D.MUTLULUK İÇİN TRİPTOFAN:

Triptofan, mutluluk hormonu olan serotonini arttırır. Triptofan ihtiyacını karşılamak için yumurta, ceviz, yulaf ve peynir yiyin. Mutluluk hormonu arttıkça iştah azalır. Ayrıca uyku bozukluklarında ve depresyonda vücuttaki triptofan düzeyi düşer.

Haberin Devamı

DENGELİ BESLENMEK İÇİN ; BESİN VE DUYGU GÜNLÜĞÜ

Çoğu zaman insanlar ruh halleri kötüyken bir şeyler atıştırmaya çalışır, mutsuzken çikolata, kızgınken cips veya ne bulursa yer ve sıkıntılı duygulardan bu şekilde kurtulacağını sanır. Bu yüzden duyguların farkında olmak ve duyguları hissetmeye izin vermek önemlidir, negatif duyguları hissetmek gayet normaldir.

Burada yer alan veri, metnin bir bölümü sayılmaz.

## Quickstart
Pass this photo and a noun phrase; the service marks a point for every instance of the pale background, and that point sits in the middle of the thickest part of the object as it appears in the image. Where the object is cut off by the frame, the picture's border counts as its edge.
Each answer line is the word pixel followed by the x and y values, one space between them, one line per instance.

Duygusal yeme alışkanlığından kurtulmak, hem de neyi, nasıl yediğinizi öğrenmek için günlük tutmak çok yardımcı olmaktadır. Yapılan araştırmalarda günlük beslenmesini ve ruh halini kaydetmeyi alışkanlık haline getiren bireyler, ideal kiloya inme ve bu kiloyu korumak açısından daha başarılı olmaktadır.